Il est facile de s'indigner face à ce qui semble évident.

Mais il est bien plus dur d'identifier ce qui est plus quotidien, feutré. Ce qui est "limite" peut devenir, si on n'y fait pas attention, une nouvelle norme.

Il est un combat quotidien dont je n'avais pas conscience jusqu'à présent et dont j'avais envie de vous parler. Parce que pour une fois, je n'avais pas envie de vous parler de tricot.

A la lecture de cet article : Le Harcèlement de Rue, je me suis interrogée

J'ai été interpellée parce que j'ai reconnu des situations où je me suis trouvée moi même. Cet article a mis un mot, un nom sur une situation quotidienne que je constate aussi autour de moi et explique certaines situations de repli.

J'ai eu envie de vous donner le fruit de mes réflexions

Le harcèlement est un terme fort mais je crois qu'il révèle une réalité, c'est violent à vivre.

Il a fallu du temps pour que soit reconnu par la loi le harcèlement sexuel, puis le harcèlement moral

Maintenant c'est le harcèlement de rue qui doit être dénoncé.

Alors mythe ou réalité au pays où la galanterie et le flirt sont à la fois une reconnaissance de la beauté et un masque qui cache la misogynie et le sexisme ?

Où s'arrête le compliment et la flatterie et où commence le sexisme et l'agression ?

Pourquoi n'a t on pas le droit de dire non sans prendre de reproche ou de critique ?

Voici une vidéo (tournée en caméra cachée) pour comprendre au quotidien

Sophie Peteers : Femme de la rue

La lecture de cet article est intéressant parce qu'elle montre que les femmes sont à la fois les victimes de cet harcèlement mais également les responsables parce qu'elles cautionnent ces agissements en les minimisant et en les acceptant sans les dénoncer.
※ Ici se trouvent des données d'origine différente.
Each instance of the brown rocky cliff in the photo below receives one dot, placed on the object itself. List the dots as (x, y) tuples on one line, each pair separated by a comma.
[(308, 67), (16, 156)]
Les études sur le viol ont démontré que les femmes ne sont pas violées parce qu'elles se promènent à moitié nues le soir dans des parking sombres ou qu'elles ont aguiché les hommes.

Dans la majorité des cas (75%) , les violeurs sont un homme de leur proche entourage : un voisin, un parent, un ami.

Et il y a 75 000 femmes violées par an en France. Sans compter les mineurs....

Faut il alors cacher la femme parce que l'homme a des pulsions ?

Je n'adhère pas à cette image qui fait de la femme une victime faible et sans défense face un homme qui ne saurait pas se contrôler lui même.

Pour moi, c'est rabaisser l'homme et la femme !

C'est également les opposer.

C'est la solution que choisissent celles qui se voilent un peu ou beaucoup, non par foi, mais pour se protéger.

Je vois de plus en plus de ces femmes ou de ces jeunes filles qui me racontent ce parcours et ces hommes qui ne les jugent dignes que si elles sonts couvertes.

C'est aussi le choix de toutes celles qui abandonnent les jupes, qu'elles soient courtes ou longues.

Faut il faire une Journée de la Jupe pour en prendre conscience 1 jour sur 365 autres ?

Je n'abandonne pas mes aiguilles parce que cela dérange les autres ! Non, je réagis, et je résiste.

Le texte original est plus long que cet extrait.